Sciolla al tavolo Ngn. "Ma la priorità è il digital gap"

BANDA LARGA

Pace fatta fra l'Ad di Bt Italia e il vice ministro Romani che fino a questa mattina non aveva invitato formalmente l'azienda alla riunione con le telco fissata per domani. "Contribuiremo alla discussione ma prima delle nuove reti meglio far funzionare bene quelle esistenti"

di Patrizia Licata
Anche BT Italia parteciperà, insieme a Telecom, Fastweb, Vodafone, Wind e Tiscali, al tavolo di lavoro convocato per le 18.00 di domani dal vice ministro dello Sviluppo economico, Paolo Romani, per avviare un confronto tra operatori sulle ipotesi e i piani di sviluppo della rete in fibra di nuova generazione. "All'incontro - comunica una nota della società - interverrà Corrado Sciolla, amministratore delegato di BT Italia".

“Ringrazio il vice Ministro Romani per l’invito -  - dichiara Sciolla -. Non faremo mancare il nostro contributo alla discussione portando al tavolo le esigenze di comunicazione delle imprese italiane e della Pubblica Amministrazione.”

Proprio stamattina il numero uno di BT Italia aveva sottolineato, in un'intervista al Sole24Ore, che la società non era stata inviata a partecipare al tavolo sulle nuove reti insieme al ministero dello Sviluppo economico, Telecom ed Olo.

“Il tavolo voluto dal governo tra Telecom e gli operatori alternativi?

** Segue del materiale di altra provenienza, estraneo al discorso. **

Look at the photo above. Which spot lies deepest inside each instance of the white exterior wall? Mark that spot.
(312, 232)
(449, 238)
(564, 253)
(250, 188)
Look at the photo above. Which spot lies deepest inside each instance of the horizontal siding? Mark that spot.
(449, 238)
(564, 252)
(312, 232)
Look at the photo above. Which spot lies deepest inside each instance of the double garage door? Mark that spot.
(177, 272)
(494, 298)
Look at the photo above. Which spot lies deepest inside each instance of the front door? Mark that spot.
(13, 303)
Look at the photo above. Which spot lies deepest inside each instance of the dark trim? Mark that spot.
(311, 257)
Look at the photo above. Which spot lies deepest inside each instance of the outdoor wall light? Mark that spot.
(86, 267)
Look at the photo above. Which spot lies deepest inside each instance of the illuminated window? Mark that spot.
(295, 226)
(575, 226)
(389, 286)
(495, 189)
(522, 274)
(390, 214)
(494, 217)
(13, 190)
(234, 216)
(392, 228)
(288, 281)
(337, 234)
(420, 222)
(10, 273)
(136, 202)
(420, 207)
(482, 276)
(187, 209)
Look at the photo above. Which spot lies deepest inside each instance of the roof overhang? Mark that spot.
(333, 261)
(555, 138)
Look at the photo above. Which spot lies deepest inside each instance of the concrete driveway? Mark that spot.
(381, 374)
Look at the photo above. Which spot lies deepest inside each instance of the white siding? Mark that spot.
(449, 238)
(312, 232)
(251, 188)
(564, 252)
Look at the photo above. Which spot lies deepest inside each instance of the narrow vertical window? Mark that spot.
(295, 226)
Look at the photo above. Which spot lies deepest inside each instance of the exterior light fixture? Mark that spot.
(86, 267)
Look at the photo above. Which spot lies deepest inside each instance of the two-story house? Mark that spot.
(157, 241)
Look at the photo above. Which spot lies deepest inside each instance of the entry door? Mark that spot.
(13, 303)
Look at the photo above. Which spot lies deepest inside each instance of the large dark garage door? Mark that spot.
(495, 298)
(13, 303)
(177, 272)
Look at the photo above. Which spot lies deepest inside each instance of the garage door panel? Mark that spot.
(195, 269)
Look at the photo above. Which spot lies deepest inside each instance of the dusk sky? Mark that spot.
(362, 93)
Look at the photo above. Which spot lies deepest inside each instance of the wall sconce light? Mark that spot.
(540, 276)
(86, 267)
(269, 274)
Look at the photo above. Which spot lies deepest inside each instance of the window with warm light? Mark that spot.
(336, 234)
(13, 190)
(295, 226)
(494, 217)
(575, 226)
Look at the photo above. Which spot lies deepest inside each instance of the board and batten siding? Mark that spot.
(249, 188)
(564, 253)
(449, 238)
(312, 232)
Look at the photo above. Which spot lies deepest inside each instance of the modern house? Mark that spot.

Penso che dal viceministro Paolo Romani non abbiamo ricevuto alcun invito a partecipare - precisava Sciolla - e poi che prima di parlare di nuova rete in fibra bisognerebbe far funzionare meglio quella che c’è già, dando priorità non solo al settore consumer ma anche alle aziende”.

Domani Vodafone, Wind, Fastweb e Tiscali siederanno, insieme con Telecom Italia, al tavolo voluto dal governo per parlare di banda ultralarga e del progetto lanciato dagli operatori alternativi di un nuovo network interamente in fibra. “Dal governo noi non abbiamo ricevuto nessun invito, e poi mi sembra chiaro che questo progetto è molto focalizzato sul mercato residenziale e noi in Italia serviamo sostanzialmente il mercato business”, notava l'ad.

Soprattutto, secondo il numero uno di Bt in Italia, nel nostro Paese, nel medio periodo, “è più importante superare il digital divide che avere una rete in fibra che oggi servirebbe a poco. Meglio rendere più efficiente il network che c’è già, anziché portare la fibra a tutti”.

Una visione poco lungimirante? Non per Sciolla: “E’ strano pensare che con tutte le criticità che ha il nostro Paese si debba andare a finanziare una rete in fibra per supportare servizi che forse ci saranno tra quindici o vent’anni. Senza contare che nel 2025 ci potrebbero essere nuove tecnologie da utilizzare”. E ancora: “Qual è il differenziale di prezzo che i clienti saranno disposti a pagare, rispetto all’Adsl, per avere la fibra? In questo momento, si parla di un premium price di 2-3 euro”.

Sciolla propone invece di “puntare sulle aree metropolitane per creare una rete in grado di raccogliere più traffico. E poi maggiormente sul cloud computing, sulla possibilità di far migrare prodotti e servizi in remoto, la vera evoluzione delle infrastrutture informatiche. Nel futuro dovremo imparare a utilizzare i computer come oggi l’energia elettrica, solo quando ci serve”.

E l’aumento del canone dell’ultimo miglio? “Rimango perplesso in merito al comportamento dell’Agcom”, risponde Sciolla, “che da un lato spinge lo sviluppo di una rete di nuova generazione e poi permette a Telecom Italia di far crescere i prezzi dell’unbundling incentivando la vecchia rete in rame”. Insomma, la situazione italiana sembra un po' anomala. Sciolla non lo dice apertamente, ma la sua nota conclusiva non lascia dubbi: "In Inghilterra, dove Bt è quello che in Italia è Telecom e dove il network è davvero aperto, nessuno ha pensato a fare una seconda rete”.